The egregious Chris is touting the idea that there should be an International Court of the Environment in London, which should become "the supreme legal authority for settling issues regarding harm to the environment". Apart from another boost to tranzie ambitions, this would, of course, provide another generous income stream for high-priced city lawyers - as well as jobs for the LECG "experts".

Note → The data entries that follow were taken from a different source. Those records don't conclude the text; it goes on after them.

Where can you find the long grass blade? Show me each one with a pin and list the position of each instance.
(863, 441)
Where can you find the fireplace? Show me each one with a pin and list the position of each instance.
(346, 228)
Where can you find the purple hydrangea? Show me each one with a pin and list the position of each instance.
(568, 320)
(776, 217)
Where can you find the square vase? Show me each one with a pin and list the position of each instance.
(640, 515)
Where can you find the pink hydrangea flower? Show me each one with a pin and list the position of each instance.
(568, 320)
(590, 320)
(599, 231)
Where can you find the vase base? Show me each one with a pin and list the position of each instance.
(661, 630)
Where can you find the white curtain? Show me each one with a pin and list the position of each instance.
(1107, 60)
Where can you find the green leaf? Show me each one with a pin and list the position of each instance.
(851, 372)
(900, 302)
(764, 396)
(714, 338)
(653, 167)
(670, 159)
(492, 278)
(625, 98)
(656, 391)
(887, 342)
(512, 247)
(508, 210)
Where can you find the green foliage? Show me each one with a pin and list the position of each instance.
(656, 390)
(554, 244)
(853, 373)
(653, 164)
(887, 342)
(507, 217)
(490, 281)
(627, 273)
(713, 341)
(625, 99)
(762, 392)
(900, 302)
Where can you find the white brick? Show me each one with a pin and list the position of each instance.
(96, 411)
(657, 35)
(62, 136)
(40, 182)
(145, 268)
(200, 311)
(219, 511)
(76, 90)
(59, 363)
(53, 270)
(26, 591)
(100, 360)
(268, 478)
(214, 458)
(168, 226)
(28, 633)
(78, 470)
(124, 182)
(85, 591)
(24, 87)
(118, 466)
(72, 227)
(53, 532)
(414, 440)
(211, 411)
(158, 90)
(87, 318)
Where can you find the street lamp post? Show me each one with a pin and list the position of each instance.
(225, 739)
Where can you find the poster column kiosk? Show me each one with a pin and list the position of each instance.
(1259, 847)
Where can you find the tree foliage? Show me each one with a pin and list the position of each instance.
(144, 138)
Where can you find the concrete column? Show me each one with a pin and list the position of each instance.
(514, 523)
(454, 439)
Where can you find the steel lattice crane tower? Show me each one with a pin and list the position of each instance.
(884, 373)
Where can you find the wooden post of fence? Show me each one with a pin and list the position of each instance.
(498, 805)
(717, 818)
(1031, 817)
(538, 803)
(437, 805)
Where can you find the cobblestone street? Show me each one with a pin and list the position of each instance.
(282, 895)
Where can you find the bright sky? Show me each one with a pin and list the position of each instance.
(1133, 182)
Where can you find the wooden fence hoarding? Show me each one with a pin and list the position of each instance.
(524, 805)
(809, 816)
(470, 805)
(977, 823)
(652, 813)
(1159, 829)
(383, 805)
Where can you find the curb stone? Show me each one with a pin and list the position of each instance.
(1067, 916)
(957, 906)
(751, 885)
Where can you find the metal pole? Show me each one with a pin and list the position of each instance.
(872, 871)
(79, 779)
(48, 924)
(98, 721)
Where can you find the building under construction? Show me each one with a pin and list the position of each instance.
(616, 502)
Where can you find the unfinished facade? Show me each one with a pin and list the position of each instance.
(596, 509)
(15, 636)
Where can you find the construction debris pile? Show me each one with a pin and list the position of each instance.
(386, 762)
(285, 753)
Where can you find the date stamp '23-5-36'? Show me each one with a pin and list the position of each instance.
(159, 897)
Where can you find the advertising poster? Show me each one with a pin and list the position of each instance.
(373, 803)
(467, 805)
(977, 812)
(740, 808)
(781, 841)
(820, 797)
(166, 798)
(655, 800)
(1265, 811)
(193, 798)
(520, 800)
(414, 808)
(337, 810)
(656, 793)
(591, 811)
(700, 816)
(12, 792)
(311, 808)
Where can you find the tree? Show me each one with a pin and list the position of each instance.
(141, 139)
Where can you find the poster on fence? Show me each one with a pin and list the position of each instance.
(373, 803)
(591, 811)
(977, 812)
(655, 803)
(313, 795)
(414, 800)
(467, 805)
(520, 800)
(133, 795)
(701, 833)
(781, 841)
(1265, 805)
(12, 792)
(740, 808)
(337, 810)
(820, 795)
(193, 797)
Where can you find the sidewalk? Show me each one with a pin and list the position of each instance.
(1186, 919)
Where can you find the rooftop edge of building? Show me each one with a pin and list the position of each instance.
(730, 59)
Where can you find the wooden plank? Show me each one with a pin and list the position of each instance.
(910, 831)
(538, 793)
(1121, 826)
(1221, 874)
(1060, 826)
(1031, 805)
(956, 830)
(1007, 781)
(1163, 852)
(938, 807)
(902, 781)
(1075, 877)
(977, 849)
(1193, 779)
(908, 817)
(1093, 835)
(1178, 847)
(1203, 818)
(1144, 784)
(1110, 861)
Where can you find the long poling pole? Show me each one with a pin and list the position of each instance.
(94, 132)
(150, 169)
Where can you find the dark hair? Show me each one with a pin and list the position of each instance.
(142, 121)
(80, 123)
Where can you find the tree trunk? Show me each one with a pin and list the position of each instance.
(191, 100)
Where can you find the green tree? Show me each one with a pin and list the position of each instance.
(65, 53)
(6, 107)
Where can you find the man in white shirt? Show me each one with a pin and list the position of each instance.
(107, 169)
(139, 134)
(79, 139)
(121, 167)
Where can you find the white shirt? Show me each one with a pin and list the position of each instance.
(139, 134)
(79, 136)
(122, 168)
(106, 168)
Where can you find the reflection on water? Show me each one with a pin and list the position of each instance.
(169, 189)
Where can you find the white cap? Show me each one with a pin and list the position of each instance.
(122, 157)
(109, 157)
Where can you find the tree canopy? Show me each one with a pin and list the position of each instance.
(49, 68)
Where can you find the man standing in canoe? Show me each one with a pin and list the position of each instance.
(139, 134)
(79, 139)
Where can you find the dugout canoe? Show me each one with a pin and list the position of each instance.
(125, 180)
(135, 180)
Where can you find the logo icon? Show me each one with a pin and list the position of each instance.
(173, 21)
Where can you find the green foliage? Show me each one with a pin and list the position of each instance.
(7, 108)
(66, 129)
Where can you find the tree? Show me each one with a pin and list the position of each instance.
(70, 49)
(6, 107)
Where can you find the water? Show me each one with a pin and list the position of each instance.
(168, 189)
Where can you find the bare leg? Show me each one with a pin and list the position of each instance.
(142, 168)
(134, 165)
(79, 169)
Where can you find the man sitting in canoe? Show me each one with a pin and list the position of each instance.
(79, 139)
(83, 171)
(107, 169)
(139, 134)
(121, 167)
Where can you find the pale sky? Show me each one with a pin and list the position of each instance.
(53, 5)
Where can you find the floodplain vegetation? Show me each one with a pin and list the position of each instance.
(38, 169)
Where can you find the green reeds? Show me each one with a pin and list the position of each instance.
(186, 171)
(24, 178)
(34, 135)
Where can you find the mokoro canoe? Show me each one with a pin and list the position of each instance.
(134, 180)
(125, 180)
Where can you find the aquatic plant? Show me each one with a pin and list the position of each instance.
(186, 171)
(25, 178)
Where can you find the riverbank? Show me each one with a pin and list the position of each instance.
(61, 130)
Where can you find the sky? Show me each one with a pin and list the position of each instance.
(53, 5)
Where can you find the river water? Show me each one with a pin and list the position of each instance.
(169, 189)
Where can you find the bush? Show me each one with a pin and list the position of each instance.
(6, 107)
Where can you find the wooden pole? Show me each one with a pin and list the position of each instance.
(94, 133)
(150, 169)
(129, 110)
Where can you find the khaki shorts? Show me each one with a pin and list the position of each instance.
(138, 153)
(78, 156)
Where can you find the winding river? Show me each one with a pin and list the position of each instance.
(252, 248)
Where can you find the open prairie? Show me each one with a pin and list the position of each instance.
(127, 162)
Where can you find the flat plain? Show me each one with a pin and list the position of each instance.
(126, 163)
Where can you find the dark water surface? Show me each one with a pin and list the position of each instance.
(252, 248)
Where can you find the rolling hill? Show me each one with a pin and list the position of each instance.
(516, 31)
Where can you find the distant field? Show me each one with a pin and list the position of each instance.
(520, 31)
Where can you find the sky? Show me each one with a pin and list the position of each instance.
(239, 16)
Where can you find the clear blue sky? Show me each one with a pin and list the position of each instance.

But the main contribution of Mr Osborne is his conviction that:
… we are heading for an investment gold rush in new green technologies comparable to the dot-com boom a decade ago. America, where the providers of capital already have close links with the academics researching the technologies, is ahead of Europe. "The same VCs who were sticking money into the dot-coms world as an emerging, pattern-breaking transformation are back again. They have the money. They have the clout. They are looking for stuff that will provide the breakthrough," he says.And just like the dot-com bubble, this green-con boom will burst in due course. In the meantime the money men and the corporates are rushing in to milk it for all it's worth.
Osborne sees the development of renewables such as wind, solar power and biofuels as "seed corn", businesses that are still insignificant today in profit terms. But, noting the "professed devotion" of Shell and BP to renewables, he dismisses the accusation of "greenwash". "Greenwash is a pejorative term," he says. "I'm not sure that's warranted. These are companies like any other companies and they exist to make money."